Mailman/Monitoring

From Wikitech

Logs are in /var/log/mailman3 and /var/log/mailman3/web, rotated daily with a max retention of 30 days. In the future they may end up in logstash too.

mailman3_runners

PROCS CRITICAL: 13 processes with UID = 38 (list), regex args '/usr/lib/mailman3/bin/runner'

Mailman3 has a number of job runners that process the in/out/bounces/virgin/etc. queues. There's a known bug upstream that the runners don't automatically restart when they crash. This alert detects that one of them has crashed and needs a restart. Currently the fix is to systemctl restart mailman3.

mailman3_queue_size

CRITICAL: 1 mailman3 queues above limits: bounces is 1053 (limit: 25)

Monitors the size of the in, virgin and bounces queues. You can also see the size on this dashboard. If this alert is firing, something most likely has happened to one of the runners (and the above mailman3_runners alert has fired too) and needs a restart (systemctl restart mailman3).

You can look at the queue files in /var/lib/mailman3/queues/<name>. Each file in the queue is a pickled file, you can dump it with mailman-wrapper qfile <filename> or just pickle.load(open('<filename>')).

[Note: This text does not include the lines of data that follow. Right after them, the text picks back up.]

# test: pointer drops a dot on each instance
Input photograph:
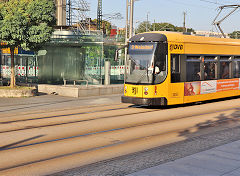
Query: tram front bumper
(162, 101)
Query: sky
(200, 13)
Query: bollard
(107, 72)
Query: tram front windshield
(142, 63)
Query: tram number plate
(134, 90)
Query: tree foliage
(27, 24)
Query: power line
(211, 2)
(187, 4)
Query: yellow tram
(167, 68)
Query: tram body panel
(176, 89)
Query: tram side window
(236, 67)
(210, 66)
(224, 67)
(175, 68)
(193, 68)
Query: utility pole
(147, 22)
(184, 22)
(131, 18)
(99, 15)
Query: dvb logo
(176, 47)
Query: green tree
(27, 24)
(143, 27)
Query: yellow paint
(177, 48)
(7, 51)
(187, 44)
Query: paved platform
(220, 161)
(81, 91)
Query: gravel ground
(46, 102)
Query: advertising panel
(208, 87)
(192, 88)
(229, 84)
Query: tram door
(176, 89)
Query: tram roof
(179, 37)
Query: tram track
(174, 135)
(56, 111)
(50, 149)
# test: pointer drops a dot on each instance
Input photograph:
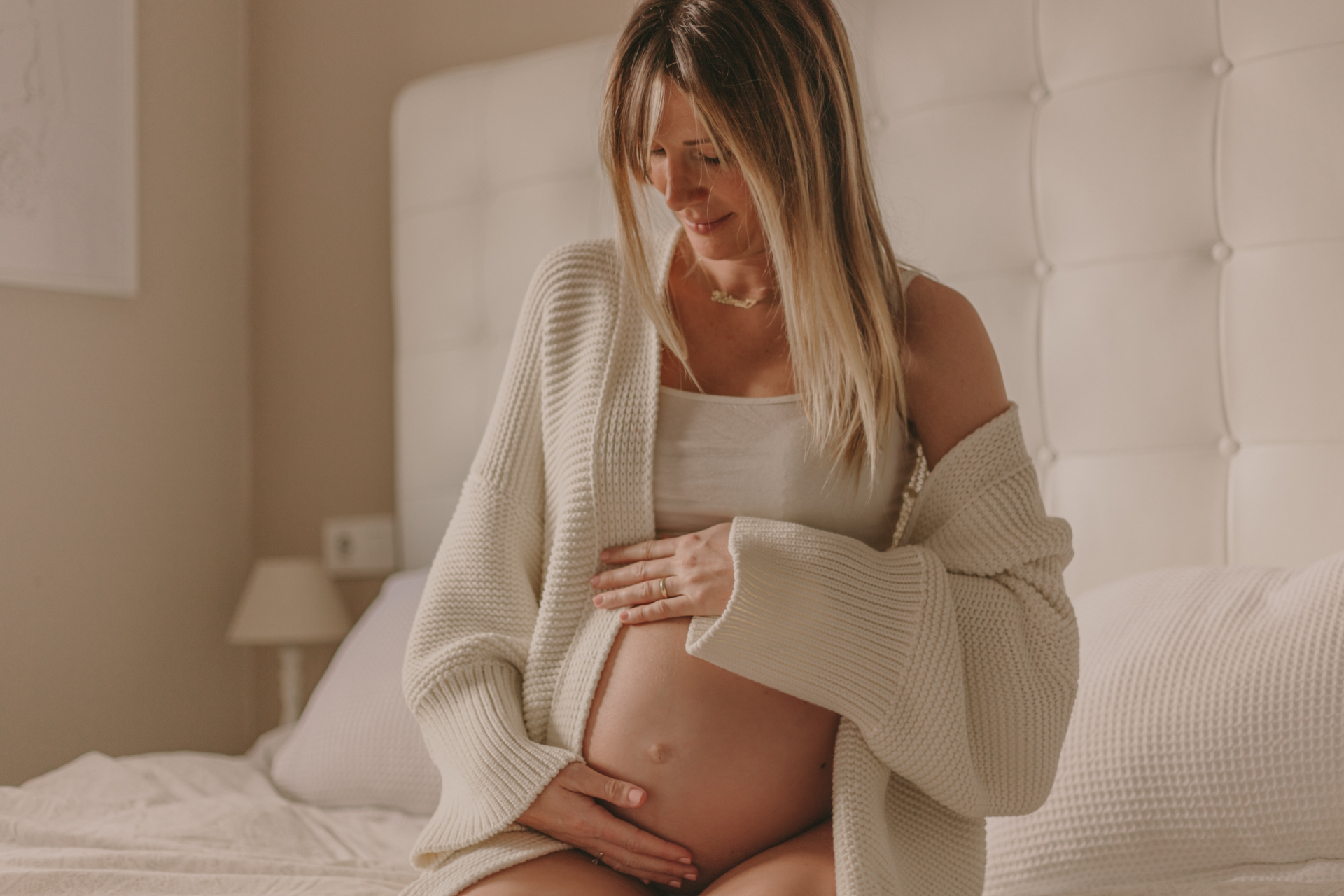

The out queue size will not alert because it is common for it to reach ~hundreds of emails when someone emails a large list.

Misc stuff

We monitor a few key components:

  • HTTP
    • mailman archives: (hyperkitty) Are the archives for wikimedia-l reachable?
      • If not, check apache2.service and mailman3-web.service.
    • mailman list info: (postorius) Is the subscribe page for wikimedia-l reachable?
      • If not, check apache2.service and mailman3-web.service.
  • Queues
    • Mailman outbound queue hours until empty: How long will it take to drain the out queue?
      • If it's going to take a long time, check:
        • Date and time of day. Historically, the first of the month has the longest queue of about 15+ hours long and 08:00 UTC each day about 1+ hours long.
        • dashboard
        • logs in /var/log/mailman3 and /var/log/exim4
        • you may have to look at the messages themselves in /var/lib/mailman3/queues/out to see what is queued up/not sending.